Una mossa strategica da parte di Musk per massimizzare le entrate a fronte di un'infrastruttura in gran parte già stabile e collaudata ma che ha ancora un infinito margine di crescita: pensate che, negli USA, uno dei requisiti per poter accedere agli ultimi finanziamenti governativi da 7,5 miliardi di dollari per le nuove infrastrutture approvati a fine 2020 è proprio la compatibilità delle colonnine con auto di più brand.
Adesso tocca a Francia e Norvegia
Tesla ha avviato i primi test nel novembre del 2021 nei Paesi Bassi e in Germania e, a dicembre, in Norvegia, permettendo ai non possessori di Tesla di ricaricare alle proprie stazioni prenotando gli stalli via smartphone tramite l'app della Casa.
Al momento, si tratta di un programma pilota e dalla lenta espansione, con Tesla che prima di aprire al 100% vuole raccogliere feedback sia dalla nuova clientela che dagli attuali proprietari, che troveranno più "traffico" ai Supercharger e potrebbero non essere entusiasti della novità.
"Stiamo iniziando con un numero limitato di siti in modo da monitorare l'afflusso e valutare i feedback prima dell'espansione. In futuro, infatti, i Supercharger saranno aperti ai veicoli non Tesla solo se sarà fattibile in termini di capacità considerando la rete attuale. La rete non deve andare in affanno" così ha commentato Tesla a riguardo tramite il sito web ufficiale
Come funziona per chi non ha una Tesla
Ma come funziona la ricarica se non si possiede una Tesla? È molto facile: basta scaricare l'applicazione ufficiale sul proprio smartphone, geolocalizzarsi, selezionare la colonnina e avviare la ricarica.

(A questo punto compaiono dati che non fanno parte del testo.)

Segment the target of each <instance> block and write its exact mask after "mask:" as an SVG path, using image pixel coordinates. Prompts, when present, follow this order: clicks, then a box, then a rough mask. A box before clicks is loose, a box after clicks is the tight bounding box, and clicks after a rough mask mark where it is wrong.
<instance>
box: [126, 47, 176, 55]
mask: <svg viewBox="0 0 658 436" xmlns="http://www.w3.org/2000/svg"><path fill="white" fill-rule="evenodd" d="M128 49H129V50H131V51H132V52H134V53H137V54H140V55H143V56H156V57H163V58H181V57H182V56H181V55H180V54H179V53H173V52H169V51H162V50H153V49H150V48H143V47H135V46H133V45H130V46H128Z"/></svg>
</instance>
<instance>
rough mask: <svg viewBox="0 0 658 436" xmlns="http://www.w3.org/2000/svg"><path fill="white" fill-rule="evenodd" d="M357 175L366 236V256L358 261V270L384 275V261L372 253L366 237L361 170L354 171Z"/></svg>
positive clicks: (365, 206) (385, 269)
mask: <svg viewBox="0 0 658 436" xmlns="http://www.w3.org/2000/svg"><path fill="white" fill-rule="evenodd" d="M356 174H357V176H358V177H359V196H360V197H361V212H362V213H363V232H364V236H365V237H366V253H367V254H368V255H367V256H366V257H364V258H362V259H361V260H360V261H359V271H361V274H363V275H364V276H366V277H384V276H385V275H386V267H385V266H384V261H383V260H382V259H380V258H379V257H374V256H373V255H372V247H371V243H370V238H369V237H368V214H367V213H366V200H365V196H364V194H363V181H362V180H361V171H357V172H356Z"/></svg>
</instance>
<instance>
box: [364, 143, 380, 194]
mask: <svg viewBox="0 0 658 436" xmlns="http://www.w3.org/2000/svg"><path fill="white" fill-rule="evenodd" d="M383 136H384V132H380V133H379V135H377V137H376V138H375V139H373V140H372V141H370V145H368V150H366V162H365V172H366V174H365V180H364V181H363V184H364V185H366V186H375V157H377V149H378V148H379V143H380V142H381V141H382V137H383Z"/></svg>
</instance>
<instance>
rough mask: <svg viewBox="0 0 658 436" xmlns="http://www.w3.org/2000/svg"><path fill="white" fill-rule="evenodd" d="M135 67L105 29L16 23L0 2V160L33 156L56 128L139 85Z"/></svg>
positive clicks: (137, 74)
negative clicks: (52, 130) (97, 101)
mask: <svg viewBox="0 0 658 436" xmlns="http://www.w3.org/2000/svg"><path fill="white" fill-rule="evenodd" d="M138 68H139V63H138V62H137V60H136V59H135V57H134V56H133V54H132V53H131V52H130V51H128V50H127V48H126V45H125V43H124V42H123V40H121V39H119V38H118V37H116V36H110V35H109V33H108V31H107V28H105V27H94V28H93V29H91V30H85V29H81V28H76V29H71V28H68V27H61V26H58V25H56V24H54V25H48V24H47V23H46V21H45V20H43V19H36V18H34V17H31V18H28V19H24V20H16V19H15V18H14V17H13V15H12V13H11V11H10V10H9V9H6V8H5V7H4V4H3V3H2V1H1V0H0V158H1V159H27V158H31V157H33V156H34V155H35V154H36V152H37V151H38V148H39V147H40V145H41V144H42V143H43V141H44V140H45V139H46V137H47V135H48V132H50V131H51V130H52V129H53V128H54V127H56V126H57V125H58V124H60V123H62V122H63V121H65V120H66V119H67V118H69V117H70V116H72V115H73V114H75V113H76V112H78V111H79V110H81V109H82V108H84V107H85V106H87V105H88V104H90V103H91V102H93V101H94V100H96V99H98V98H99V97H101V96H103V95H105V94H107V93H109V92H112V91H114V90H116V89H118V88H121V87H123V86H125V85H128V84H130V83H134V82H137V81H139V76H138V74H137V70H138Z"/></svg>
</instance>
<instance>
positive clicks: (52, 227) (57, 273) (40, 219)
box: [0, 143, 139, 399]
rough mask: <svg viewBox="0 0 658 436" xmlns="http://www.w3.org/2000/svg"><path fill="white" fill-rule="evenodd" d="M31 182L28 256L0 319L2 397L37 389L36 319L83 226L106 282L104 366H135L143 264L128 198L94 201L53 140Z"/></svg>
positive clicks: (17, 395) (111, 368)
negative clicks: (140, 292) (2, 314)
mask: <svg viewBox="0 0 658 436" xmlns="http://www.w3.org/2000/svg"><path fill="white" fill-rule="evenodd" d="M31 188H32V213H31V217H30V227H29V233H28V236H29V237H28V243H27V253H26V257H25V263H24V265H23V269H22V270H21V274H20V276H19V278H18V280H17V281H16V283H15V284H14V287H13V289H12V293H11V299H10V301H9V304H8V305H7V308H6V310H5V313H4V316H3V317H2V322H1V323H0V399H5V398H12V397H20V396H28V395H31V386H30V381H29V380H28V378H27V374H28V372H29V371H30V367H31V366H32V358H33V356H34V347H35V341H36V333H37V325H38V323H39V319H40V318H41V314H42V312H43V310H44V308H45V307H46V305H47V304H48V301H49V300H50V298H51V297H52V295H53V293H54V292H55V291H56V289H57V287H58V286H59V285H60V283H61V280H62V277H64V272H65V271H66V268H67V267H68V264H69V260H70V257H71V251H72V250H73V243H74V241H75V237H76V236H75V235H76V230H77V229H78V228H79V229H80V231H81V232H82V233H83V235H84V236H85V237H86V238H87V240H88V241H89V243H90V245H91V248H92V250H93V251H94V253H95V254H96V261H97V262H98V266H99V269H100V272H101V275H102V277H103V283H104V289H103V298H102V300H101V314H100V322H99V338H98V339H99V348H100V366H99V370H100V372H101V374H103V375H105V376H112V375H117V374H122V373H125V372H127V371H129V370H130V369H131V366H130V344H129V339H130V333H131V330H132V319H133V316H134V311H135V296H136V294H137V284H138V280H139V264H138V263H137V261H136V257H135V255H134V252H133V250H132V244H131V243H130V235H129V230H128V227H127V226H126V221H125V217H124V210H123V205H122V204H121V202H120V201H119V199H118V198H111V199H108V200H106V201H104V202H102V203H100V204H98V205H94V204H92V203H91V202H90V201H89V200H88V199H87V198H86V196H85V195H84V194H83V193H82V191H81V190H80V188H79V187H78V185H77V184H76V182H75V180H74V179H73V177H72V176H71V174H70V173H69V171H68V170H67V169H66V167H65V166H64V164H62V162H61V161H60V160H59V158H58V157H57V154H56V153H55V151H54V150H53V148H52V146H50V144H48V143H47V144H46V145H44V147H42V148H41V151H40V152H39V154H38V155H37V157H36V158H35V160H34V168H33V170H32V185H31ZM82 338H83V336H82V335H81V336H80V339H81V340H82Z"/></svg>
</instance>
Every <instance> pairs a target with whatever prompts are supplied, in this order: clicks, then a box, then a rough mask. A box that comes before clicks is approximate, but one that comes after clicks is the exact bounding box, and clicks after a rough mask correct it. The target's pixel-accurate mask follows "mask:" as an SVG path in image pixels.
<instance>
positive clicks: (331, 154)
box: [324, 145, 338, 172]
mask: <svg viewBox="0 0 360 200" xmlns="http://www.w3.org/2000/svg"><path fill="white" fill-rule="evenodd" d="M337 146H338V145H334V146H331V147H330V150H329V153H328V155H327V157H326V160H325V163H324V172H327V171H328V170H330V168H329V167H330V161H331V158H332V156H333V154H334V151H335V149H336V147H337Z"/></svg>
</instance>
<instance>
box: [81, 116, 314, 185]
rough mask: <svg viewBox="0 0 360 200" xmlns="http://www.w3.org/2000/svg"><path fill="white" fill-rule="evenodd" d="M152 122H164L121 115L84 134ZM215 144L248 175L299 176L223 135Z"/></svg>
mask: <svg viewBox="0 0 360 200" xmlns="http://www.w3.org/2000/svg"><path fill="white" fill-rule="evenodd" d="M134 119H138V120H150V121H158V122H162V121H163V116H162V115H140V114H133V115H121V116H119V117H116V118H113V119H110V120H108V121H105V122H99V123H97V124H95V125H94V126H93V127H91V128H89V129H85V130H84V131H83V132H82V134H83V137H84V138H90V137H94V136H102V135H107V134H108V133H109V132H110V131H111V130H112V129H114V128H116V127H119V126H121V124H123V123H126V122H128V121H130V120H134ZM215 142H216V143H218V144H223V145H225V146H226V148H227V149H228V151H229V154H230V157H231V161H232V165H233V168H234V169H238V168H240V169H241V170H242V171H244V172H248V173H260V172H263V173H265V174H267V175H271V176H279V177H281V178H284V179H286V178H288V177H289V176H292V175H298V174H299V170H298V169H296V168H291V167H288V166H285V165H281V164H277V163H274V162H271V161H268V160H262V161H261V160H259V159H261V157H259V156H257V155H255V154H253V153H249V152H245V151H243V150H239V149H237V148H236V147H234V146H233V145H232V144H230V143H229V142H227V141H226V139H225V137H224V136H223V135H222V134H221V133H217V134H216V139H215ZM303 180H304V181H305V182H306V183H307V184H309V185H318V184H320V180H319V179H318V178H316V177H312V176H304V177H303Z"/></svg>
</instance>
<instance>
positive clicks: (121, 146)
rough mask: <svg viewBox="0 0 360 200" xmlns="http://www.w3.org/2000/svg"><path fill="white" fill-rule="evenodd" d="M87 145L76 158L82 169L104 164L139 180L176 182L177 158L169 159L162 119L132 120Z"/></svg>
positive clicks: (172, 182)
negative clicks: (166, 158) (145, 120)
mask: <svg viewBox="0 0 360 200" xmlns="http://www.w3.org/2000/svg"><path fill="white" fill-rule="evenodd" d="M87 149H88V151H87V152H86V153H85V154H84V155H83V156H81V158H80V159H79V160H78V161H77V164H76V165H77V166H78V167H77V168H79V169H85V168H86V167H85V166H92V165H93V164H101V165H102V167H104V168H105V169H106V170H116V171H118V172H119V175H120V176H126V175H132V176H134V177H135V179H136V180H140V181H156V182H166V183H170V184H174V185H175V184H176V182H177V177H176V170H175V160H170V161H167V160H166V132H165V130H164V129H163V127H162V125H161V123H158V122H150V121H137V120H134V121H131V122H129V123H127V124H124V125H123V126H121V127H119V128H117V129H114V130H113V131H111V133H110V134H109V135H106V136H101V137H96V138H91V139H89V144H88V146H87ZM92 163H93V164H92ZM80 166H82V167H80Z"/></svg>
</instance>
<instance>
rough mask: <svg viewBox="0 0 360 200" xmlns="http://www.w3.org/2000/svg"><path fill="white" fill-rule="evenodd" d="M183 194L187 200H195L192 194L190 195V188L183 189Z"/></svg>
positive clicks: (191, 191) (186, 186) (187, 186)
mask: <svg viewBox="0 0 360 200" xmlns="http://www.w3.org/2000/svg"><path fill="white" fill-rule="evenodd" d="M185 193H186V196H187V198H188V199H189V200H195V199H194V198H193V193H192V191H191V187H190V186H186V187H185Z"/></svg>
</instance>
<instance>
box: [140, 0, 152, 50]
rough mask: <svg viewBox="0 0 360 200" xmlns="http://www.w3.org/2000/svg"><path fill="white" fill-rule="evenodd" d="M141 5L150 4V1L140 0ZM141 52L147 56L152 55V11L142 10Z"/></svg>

Per quanto riguarda i costi, i clienti Tesla potranno contare su un piano tariffario più vantaggioso, con il prezzo a kWh per gli altri veicoli elettrici che sarà molto simile a quello delle attuali colonnine pubbliche fast (tra i 0,50 euro/kWh e i 0,79 euro/kWh). Si prevede che Tesla possa rendere pubblici i Supercharger in tutta Europa nei prossimi mesi, con le cospicue entrate extra che verranno reinvestite subito per accelerare l'espansione della rete sul territorio.